Anyway such translations are forbidden by policy. Summary translations myst be done in the mdv-rpm-summary package.
[edit] Problematic to read your file
Everybody has their own system, and they may not migrate because the old encoding "just works". However, lots of the encodings in this world are not compatible with each other. Their only common part is ASCII characters (so ASCII is safe for spec files). ISO-8859-1 characters are only shown as junk for other locales.
This, of course, requires both of writer and reader to migrate to UTF-8; but a fair amount of users are starting to do so, and you will get more help from people all around the world. Otherwise, people would less likely help because what you code or write is unreadable -- unless your intention is exactly not expecting others to help.
[edit] Editors may damage spec file
Related to the first point but worse. For systems with non-ISO-8859-1 legacy charset, text editors may not handle the "junk" text, and may even attempt to "correct" it by modifying characters, rendering the file even more broken.
[edit] How to fix?
[edit] In spec file itself
It is the spec file that matters, so remember to use UTF-8 throughout the file. To test if your spec file is indeed in UTF-8, use iconv to filter it:
iconv -f UTF-8 -t UTF-8 -o /dev/null yourpackage.spec
If it doesn't complain, the file is in UTF-8 (or ASCII). Otherwise it will tell you the UTF-8 test is broken in which position; you can also remove =-o /dev/null= argument to have a look yourself.
[edit] In various config files
Remember to use UTF-8 in ~/.rpmmacros, from where your name is read (in %packager line):
- %distribution Mandriva Linux
- %vendor Mandriva
- %packager José Huang <blahblah@mandriva.org>
If you also use rebuild-rpm and similar building tools, please remember to change your name in the corresponding config files too.
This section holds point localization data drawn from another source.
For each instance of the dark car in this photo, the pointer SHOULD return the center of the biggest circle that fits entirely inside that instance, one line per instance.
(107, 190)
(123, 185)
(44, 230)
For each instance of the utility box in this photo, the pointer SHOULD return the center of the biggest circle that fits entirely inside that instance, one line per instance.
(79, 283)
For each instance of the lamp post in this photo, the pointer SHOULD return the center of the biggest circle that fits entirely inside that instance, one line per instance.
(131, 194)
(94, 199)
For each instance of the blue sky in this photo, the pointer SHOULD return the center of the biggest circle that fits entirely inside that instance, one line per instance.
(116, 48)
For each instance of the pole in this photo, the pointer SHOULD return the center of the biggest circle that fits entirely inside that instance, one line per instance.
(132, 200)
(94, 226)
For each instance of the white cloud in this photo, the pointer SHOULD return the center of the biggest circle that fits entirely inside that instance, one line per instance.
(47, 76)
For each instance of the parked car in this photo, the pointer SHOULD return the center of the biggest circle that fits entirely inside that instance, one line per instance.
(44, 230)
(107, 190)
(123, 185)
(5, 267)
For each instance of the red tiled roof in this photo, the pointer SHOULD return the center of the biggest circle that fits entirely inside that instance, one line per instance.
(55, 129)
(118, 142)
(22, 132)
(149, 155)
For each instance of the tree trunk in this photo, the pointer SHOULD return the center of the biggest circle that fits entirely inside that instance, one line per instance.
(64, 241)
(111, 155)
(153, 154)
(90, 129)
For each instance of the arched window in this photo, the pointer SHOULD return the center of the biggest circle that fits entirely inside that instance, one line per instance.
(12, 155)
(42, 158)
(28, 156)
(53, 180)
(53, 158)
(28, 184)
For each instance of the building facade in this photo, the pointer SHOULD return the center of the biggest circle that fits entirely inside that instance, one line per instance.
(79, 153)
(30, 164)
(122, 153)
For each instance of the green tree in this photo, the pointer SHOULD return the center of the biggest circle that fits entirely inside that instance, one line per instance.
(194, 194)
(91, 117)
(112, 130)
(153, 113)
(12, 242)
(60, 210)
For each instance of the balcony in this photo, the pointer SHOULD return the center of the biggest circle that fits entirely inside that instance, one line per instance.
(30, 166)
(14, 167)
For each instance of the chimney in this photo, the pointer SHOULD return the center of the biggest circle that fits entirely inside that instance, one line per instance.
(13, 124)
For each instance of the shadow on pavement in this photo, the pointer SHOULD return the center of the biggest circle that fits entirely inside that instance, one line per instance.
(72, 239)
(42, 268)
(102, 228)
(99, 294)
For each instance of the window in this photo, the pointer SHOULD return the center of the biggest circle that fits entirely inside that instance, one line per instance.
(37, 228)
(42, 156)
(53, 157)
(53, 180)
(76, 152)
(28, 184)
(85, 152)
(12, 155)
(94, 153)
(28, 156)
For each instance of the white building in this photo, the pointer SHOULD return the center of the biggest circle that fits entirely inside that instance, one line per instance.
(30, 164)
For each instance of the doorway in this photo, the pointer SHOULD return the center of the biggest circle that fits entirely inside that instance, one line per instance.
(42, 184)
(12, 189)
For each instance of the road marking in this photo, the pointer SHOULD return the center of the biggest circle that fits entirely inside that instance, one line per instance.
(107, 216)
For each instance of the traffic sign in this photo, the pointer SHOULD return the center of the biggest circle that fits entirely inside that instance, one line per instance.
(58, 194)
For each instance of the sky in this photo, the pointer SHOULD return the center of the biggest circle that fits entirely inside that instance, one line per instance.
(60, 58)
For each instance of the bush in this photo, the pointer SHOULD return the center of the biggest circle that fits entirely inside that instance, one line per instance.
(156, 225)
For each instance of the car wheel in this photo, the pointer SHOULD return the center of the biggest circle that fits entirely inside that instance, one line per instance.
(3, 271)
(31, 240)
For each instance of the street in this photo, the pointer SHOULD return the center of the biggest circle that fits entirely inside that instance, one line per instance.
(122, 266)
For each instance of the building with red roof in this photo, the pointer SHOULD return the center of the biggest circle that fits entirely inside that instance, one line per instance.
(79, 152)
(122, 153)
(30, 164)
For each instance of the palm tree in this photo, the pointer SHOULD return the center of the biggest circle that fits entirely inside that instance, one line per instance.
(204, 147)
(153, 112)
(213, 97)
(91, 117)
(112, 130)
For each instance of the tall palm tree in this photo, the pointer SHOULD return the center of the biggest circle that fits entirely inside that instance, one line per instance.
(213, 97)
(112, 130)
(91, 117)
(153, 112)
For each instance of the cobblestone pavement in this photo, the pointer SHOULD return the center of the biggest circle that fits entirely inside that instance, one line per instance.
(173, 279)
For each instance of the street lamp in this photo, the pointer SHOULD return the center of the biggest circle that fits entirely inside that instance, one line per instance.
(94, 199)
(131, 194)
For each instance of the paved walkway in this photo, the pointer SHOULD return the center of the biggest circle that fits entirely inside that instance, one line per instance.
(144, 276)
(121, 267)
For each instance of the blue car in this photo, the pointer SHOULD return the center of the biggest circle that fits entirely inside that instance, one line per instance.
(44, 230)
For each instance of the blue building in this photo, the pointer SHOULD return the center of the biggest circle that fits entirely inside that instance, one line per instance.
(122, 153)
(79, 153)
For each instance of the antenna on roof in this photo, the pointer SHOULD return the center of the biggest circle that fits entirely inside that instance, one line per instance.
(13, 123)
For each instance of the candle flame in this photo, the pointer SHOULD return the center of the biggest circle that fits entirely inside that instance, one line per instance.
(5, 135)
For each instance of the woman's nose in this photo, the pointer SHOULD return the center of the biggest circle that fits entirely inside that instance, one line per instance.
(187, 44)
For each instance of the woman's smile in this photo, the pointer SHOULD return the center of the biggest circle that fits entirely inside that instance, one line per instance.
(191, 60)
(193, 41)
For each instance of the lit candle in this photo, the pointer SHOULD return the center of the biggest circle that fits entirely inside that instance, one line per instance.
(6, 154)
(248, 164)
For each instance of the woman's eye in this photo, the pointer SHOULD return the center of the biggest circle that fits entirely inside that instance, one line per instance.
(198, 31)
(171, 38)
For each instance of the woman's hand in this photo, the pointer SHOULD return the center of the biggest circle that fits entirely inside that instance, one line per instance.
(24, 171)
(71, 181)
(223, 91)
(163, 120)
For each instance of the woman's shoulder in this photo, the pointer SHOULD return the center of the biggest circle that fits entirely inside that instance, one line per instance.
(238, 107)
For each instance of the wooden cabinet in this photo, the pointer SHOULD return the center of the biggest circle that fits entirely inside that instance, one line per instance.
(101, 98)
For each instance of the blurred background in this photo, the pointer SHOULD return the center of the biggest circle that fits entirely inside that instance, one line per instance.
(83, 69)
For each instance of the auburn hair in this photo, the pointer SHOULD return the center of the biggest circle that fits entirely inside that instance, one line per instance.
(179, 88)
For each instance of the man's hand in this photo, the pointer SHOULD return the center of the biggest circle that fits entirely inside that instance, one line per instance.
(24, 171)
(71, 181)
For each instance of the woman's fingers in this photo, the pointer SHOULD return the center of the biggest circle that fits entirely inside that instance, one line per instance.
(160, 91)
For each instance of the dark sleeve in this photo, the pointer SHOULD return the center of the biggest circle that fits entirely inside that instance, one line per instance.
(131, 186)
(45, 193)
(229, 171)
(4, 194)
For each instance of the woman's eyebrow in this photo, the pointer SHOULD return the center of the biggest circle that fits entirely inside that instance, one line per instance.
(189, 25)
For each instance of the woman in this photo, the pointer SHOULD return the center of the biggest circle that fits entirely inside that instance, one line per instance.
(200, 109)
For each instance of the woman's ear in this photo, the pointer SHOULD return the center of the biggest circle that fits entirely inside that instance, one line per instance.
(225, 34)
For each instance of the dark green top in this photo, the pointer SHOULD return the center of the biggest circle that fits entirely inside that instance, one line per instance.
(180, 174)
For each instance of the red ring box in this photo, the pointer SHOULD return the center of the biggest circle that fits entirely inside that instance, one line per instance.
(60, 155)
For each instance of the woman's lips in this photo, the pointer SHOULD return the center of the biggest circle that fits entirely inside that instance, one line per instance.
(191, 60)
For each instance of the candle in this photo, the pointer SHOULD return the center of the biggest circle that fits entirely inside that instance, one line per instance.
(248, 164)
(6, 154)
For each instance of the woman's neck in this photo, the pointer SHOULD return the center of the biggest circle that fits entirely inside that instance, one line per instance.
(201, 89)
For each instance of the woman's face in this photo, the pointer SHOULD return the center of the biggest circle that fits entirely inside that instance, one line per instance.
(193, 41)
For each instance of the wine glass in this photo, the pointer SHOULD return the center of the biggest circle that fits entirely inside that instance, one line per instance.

[edit] UTF-8 enabled editors
There are many text editors that support UTF-8 natively, be it GUI one or text mode one.
[edit] Language environment
Use UTF-8 in your shell environment too whenever possible, that would eliminate lots of headaches. For example, this is my locale setting from locale command:
- LANG=zh_HK.UTF-8
- LC_CTYPE=zh_HK.UTF-8
- LC_NUMERIC=zh_HK.UTF-8
- LC_TIME=zh_HK.UTF-8
- LC_COLLATE=zh_HK.UTF-8
- LC_MONETARY=zh_HK.UTF-8
- LC_MESSAGES=zh_TW
- LC_PAPER=zh_HK.UTF-8
- LC_NAME=zh_HK.UTF-8
- LC_ADDRESS=zh_HK.UTF-8
- LC_TELEPHONE=zh_HK.UTF-8
- LC_MEASUREMENT=zh_HK.UTF-8
- LC_IDENTIFICATION=zh_HK.UTF-8
- LC_ALL=
You can change language settings in the ~/.i18n file located under your home directory.